A guide will likely point out a unique rendition of The Last Supper painting during a tour of the Cusco Cathedral in the Plaza. At first glance the biblical scene may appear standard, but upon closer observation, the roasted animal on the dish placed in the center of the table looks a bit peculiar. Cuy (Spanish for guinea pig) meets Jesus in Marcos Zapata’s Andean interpretation of this religious art piece that finds its home at Plaza de Armas. As a Quechua artist, Mr. Zapata studied at the Cuzco School, a Spanish established art school that taught locals the disciplines of European-inspired artwork during the late 1700s. Although students were only permitted to paint European and Catholic inspired scenes, Marcos Zapata incorporated his own cultural flavor by depicting roasted cuy before Jesus. Cuy is still prepared as a delicacy in Cusco and travelers with an audacious palate are welcome to try a serving.

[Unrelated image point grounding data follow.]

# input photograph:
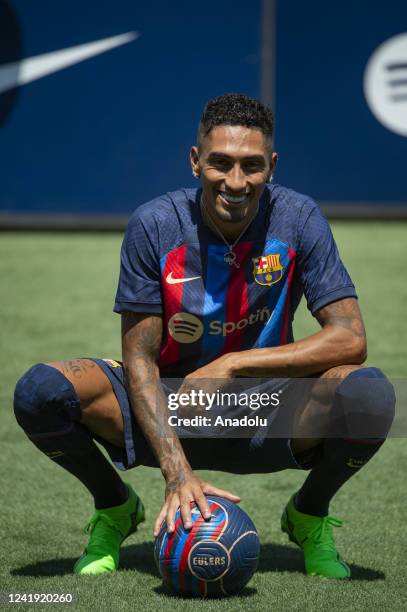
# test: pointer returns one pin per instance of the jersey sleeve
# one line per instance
(323, 276)
(139, 288)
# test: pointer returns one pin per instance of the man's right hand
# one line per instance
(180, 491)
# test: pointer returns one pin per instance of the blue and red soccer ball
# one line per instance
(215, 557)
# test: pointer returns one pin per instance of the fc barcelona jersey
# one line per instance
(173, 264)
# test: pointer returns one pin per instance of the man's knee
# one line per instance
(45, 401)
(365, 401)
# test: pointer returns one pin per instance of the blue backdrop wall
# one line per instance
(112, 131)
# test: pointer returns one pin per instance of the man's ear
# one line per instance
(194, 158)
(273, 164)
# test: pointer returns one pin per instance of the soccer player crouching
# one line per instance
(209, 283)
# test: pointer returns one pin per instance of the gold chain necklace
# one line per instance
(230, 256)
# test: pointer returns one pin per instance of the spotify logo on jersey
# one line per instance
(185, 328)
(385, 84)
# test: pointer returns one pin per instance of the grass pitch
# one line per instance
(56, 299)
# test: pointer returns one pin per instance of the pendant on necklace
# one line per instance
(230, 258)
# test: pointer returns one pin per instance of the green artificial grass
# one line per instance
(56, 300)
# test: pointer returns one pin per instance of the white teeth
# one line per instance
(233, 199)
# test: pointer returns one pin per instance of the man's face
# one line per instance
(234, 164)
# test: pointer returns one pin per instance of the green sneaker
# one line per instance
(108, 528)
(315, 536)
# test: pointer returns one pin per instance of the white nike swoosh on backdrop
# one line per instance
(174, 281)
(32, 68)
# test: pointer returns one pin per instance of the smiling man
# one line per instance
(209, 283)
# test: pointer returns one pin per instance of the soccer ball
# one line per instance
(215, 557)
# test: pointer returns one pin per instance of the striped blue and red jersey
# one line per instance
(173, 264)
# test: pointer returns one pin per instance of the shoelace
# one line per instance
(100, 526)
(322, 533)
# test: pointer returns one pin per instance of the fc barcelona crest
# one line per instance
(267, 269)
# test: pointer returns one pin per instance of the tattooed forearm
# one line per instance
(345, 314)
(141, 340)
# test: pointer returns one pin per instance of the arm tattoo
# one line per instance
(141, 340)
(345, 314)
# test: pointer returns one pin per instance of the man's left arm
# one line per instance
(342, 340)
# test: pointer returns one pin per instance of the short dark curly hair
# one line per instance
(236, 109)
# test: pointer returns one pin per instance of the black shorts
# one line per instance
(259, 454)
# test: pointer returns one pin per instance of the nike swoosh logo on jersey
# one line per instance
(174, 281)
(32, 68)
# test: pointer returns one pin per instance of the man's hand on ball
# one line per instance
(180, 491)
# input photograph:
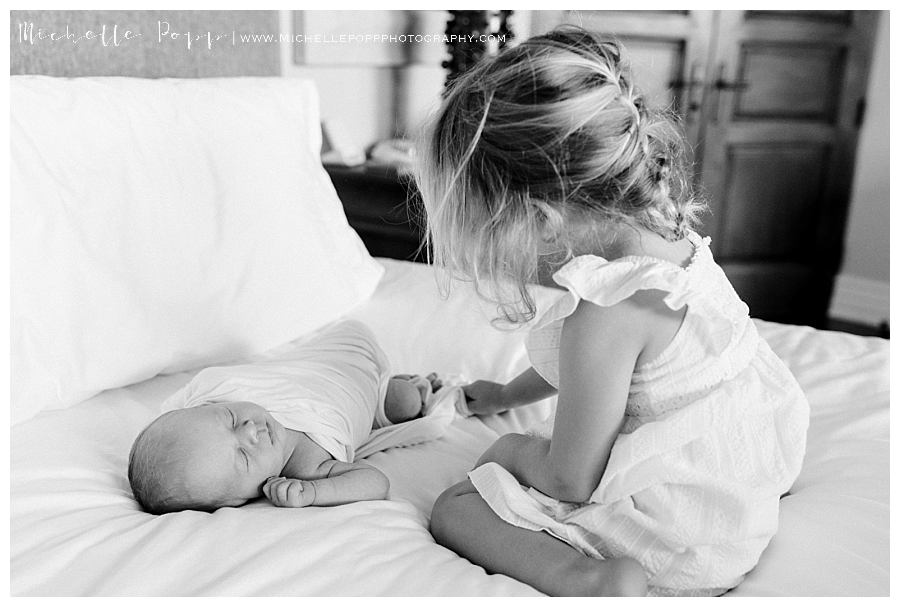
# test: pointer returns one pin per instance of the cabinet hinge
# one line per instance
(860, 112)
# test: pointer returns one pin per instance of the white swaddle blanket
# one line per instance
(330, 385)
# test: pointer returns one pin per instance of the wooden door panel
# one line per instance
(809, 16)
(771, 191)
(655, 65)
(789, 81)
(773, 127)
(780, 292)
(782, 121)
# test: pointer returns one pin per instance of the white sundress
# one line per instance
(714, 434)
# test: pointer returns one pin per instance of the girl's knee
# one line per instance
(448, 509)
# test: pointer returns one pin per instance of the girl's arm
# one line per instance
(487, 397)
(598, 351)
(341, 483)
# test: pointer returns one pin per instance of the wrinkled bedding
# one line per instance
(76, 530)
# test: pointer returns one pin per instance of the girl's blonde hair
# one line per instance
(532, 148)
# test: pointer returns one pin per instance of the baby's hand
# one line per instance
(485, 397)
(436, 382)
(289, 492)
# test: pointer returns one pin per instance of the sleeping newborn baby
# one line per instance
(287, 427)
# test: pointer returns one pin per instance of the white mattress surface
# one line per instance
(76, 530)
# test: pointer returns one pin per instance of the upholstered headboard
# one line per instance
(149, 44)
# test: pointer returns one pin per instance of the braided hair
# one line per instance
(533, 148)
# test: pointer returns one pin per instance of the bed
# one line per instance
(138, 208)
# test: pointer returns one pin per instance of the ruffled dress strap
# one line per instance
(605, 283)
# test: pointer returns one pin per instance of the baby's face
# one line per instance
(227, 450)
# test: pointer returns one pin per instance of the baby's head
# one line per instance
(534, 153)
(206, 457)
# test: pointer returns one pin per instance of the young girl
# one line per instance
(677, 429)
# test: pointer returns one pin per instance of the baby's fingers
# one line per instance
(435, 381)
(284, 492)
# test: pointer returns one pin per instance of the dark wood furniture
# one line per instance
(382, 206)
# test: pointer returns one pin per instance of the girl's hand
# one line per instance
(289, 492)
(485, 397)
(498, 451)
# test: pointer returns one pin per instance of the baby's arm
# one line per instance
(487, 397)
(340, 483)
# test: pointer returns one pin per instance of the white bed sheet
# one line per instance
(75, 529)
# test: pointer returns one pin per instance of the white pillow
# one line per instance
(162, 225)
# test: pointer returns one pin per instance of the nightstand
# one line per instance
(382, 205)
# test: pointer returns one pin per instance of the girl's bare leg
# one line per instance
(462, 521)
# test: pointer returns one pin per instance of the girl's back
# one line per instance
(714, 432)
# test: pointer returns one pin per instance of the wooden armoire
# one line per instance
(771, 102)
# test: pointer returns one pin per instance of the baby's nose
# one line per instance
(251, 431)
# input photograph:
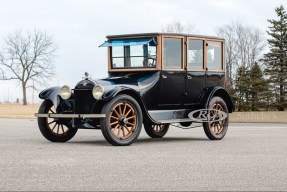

Marcos Zapata’s rendition of The Last Supper.
Photograph from SmugMug, Inc
The history of Cusco’s Plaza de Armas is woven together with the common thread of being a place of cultural meeting. Throughout the years the Plaza has been the staging ground for the Spanish conquest as well as the execution of Tupac Amaru II who led the indigenous uprising against the Spanish in the late 1700s. Fast forward to the twenty-first century and Plaza de Armas is a historical melting pot where tourists from around the globe intermingle with locals on a daily basis. Cultural mingling is also demonstrated by the variety of cuisines offered at the surrounding restaurants in the Plaza, ranging from local Peruvian favorites to fast food options, which will please anyone’s taste buds.
The stark, yet seamless marriage of traditional and modern culture is very prevalent in the Plaza. Locals that live on farms overlooking the Plaza often walk into Cusco wearing traditional Quechua clothing, which is a mixed style from the pre-Spanish days and Spanish Colonial peasant dress. This dress is easily distinguished by brightly colored hand woven wool and mixed patterns. In exchange for a couple Peruvian soles, you can take a picture with a smiling woman wearing Quechua clothing in company of her llama. The presence of Quechua culture in the Plaza meets modernism as tourists come with their cameras and other locals wearing western style clothes tend to their daily routines.
Among Cusco’s many charms, its Plaza de Armas is a destination where layered history and cultural fusion meet modern society. A trip to the Plaza is a must on a visit to Cusco and often leaves a lasting impression on those fortunate to experience its magic.